Sem mercados de capital e dinheiro, torna-se impossível racionalizar o uso de recursos entre os setores. Isso significa que, mesmo que haja uma organização perfeita dentro de cada empresa ou parte da economia, a economia como um todo não pode se ajustar eficientemente às mudanças na disponibilidade de recursos, condições de produção e preferências dos consumidores. Nas palavras de Mises:

"[...] a falácia fundamental implícita nas propostas [socialistas de mercado] é que elas olham para o problema econômico do ponto de vista do subalterno funcionário cujo horizonte intelectual não se estende além de tarefas subordinadas. Elas consideram a estrutura da produção industrial e a alocação de capital para os vários ramos e agregados de produção como rígidas e não levam em conta a necessidade de alterar essa estrutura para ajustá-la às mudanças nas condições.... Elas não percebem que as operações dos executivos corporativos consistem apenas na execução leal das tarefas confiadas a eles por seus chefes, os acionistas.... As operações dos gerentes, suas compras e vendas, são apenas um pequeno segmento da totalidade das operações de mercado. O mercado da sociedade capitalista também realiza aquelas operações que alocam os bens de capital para os vários setores da indústria. Os empreendedores e capitalistas estabelecem corporações e outras empresas, aumentam ou reduzem seu tamanho, dissolvem-nas ou fundem-nas com outras empresas; eles compram e vendem as ações e títulos de corporações já existentes e novas; eles concedem, retiram e recuperam créditos; em suma, eles realizam todos aqueles atos, cuja totalidade é chamada de mercado de capital e dinheiro. São essas transações financeiras de promotores e especuladores que direcionam a produção para os canais em que ela satisfaz as necessidades mais urgentes dos consumidores da melhor maneira possível."

Em essência, Mises argumenta que os direitos de propriedade, que colocam os proprietários de capital em um contexto de lucros e perdas, os motivam a alocar seus recursos para as indústrias que atualmente mais precisam de recursos para satisfazer as demandas dos consumidores. Quando eles têm sucesso, lucram, mas quando falham, incorrem em perdas financeiras. Seu "interesse pessoal" os encoraja a especular sobre a melhor alocação de capital para o estado atual da economia. Isso cria uma dinâmica impulsionada pelo mercado, onde os resultados coletivos de suas ações produzem informações vitais sobre o uso mais eficiente dos recursos.

Capítulos anteriores explicaram que os valores são subjetivos, as ações econômicas revelam custos de oportunidade e os preços dos consumidores expressam uma hierarquia ordinal de desejos dos consumidores.

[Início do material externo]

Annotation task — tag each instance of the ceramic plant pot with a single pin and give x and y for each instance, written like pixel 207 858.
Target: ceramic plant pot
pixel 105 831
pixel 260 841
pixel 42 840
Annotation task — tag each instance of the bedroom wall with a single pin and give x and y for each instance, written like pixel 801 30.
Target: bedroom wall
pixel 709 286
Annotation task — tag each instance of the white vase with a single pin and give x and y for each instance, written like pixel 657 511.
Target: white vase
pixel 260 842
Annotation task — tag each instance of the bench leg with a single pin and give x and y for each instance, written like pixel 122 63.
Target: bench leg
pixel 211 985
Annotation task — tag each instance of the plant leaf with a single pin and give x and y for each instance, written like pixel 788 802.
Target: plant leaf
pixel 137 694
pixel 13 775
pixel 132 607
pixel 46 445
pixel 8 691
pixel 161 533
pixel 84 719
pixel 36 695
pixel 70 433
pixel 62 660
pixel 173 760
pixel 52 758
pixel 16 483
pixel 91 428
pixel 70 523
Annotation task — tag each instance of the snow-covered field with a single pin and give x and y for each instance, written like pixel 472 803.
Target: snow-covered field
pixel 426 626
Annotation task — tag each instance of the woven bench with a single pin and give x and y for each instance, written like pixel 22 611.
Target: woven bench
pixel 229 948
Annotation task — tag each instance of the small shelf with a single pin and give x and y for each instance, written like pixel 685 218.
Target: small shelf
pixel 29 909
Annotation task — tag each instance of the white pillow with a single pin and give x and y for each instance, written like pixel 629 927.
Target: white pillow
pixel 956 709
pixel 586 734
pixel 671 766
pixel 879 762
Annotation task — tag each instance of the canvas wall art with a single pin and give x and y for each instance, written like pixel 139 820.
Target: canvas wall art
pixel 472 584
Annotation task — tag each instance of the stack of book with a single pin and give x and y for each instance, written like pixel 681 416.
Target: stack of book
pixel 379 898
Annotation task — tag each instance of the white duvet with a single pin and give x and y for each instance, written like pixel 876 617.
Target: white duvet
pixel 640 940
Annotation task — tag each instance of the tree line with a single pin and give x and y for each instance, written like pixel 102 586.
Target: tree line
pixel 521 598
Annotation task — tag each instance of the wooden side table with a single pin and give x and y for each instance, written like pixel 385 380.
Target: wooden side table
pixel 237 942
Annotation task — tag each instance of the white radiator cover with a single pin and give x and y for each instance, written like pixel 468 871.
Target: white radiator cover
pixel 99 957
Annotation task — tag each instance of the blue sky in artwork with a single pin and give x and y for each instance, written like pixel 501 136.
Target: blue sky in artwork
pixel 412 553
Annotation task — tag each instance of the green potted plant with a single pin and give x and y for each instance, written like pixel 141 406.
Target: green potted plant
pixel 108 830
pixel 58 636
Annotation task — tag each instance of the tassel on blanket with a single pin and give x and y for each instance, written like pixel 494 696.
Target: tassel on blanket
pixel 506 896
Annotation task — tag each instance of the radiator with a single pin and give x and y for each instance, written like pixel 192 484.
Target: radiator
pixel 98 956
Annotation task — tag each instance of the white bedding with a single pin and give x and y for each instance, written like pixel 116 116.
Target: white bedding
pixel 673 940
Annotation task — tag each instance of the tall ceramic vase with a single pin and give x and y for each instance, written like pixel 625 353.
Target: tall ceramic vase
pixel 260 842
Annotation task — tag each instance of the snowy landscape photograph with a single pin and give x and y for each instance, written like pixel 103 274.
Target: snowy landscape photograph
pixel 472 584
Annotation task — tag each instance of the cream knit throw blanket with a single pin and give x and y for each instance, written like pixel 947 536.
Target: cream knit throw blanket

Os empreendedores competem por fatores de produção para construir estruturas de produção que maximizem as receitas em relação aos custos, satisfazendo os desejos dos consumidores de forma mais eficaz do que as opções alternativas. Portanto, os preços dos fatores de produção são derivados dos preços dos consumidores: se um fator de produção pode gerar uma receita monetária maior (satisfazendo melhor os desejos dos consumidores) em outra indústria ou sob um plano diferente, os empreendedores vão superar seu proprietário atual, elevando seu preço para sua produtividade marginal. Essa competição entre empreendedores por fatores de produção, determinando seu maior rendimento marginal, é um processo que gera informações relevantes sobre alocação de recursos.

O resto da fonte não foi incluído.